With chunks of meteorites fetching thousands of dollars on the commercial market, news of the spectacular meteor that soared over parts of Maryland and Pennsylvania early Monday has touched off a cosmic treasure hunt.
Professional meteorite hunters and collectors are scrambling to track down, grab (or buy if they must) any pieces of the Mason-Dixon meteor that might have survived the fall to Earth.
"This is the Super Bowl," Steve "Meteorite Man" Arnold said Wednesday night after flying in from Arkansas to join the hunt. Meteorites can sell for hundreds of dollars per gram, he said, making some worth far more than their weight in gold, which now sells for about $30 a gram.
There is some scientific interest, he insisted; he gives 20 percent of his finds to scientists. And "there is a real mix of the fun and the treasure hunt." But it is mostly a race for the money. "It is an entrepreneurial effort," he said.
Before anyone begins tramping the fields and farms, however, "the race is to get information while people have it, while they can remember," he said.
A full-time meteorite hunter and dealer for 17 years, Arnold, 42, learned soon after landing at BWI-Marshall Airport that at least one competing team was working to get a fix on where the meteor hit.
Others across the country, including Elton Jones, a longtime field investigator in Knoxville, Tenn., were poring over sighting reports to the American Meteor Society and blog posts to reconstruct the meteor's path and pinpoint its likely impact zone.
Others tried to cash in from afar. Don Stimpson, a meteorite dealer in Kansas, sent a notice for posting on The Baltimore Sun's Weather Blog: "Did you know meteorites that fall on your land are valuable and belong to you! If you want discreet, immediate payment for meteorites, contact ..."

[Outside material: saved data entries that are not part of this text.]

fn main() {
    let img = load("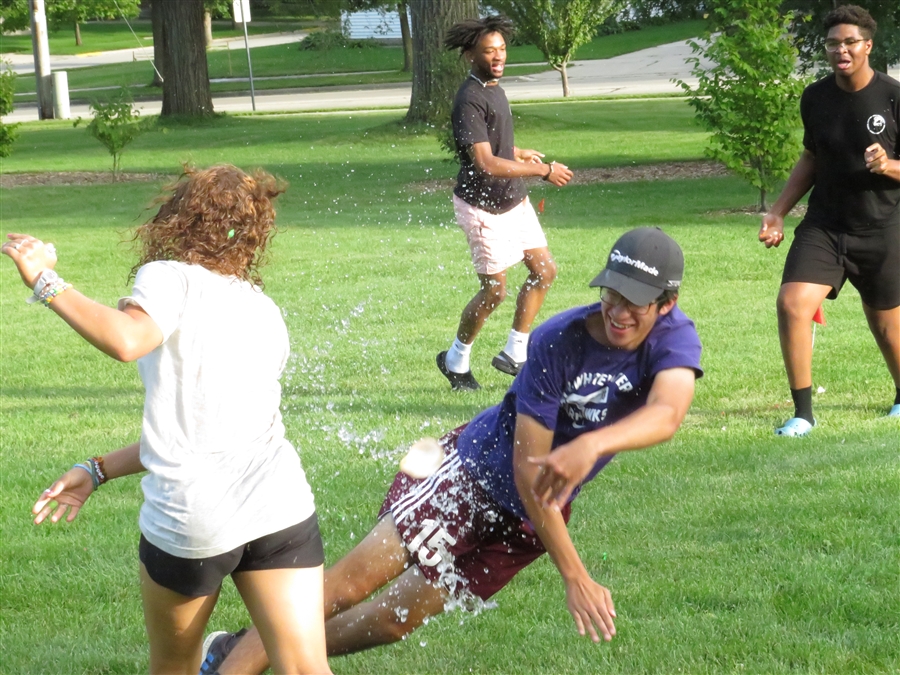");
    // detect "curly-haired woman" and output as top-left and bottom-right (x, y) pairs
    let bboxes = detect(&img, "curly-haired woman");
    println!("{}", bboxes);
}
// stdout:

After a five-year drought, this is the sixth meteorite hunt Arnold has joined in the past year, he said. But the best lead anyone had on the meteorite's whereabouts at mid-week was a few seconds of video from a security camera at a rural water pumping station southwest of York, Pa.
The murky images showed an empty driveway and a distant streetlight. Seconds later, the sky above the camera and a bit to the right begins to glow. A brilliant light drops across the frame, flares, dims and falls behind a row of trees. But how far behind? A mile? Ten?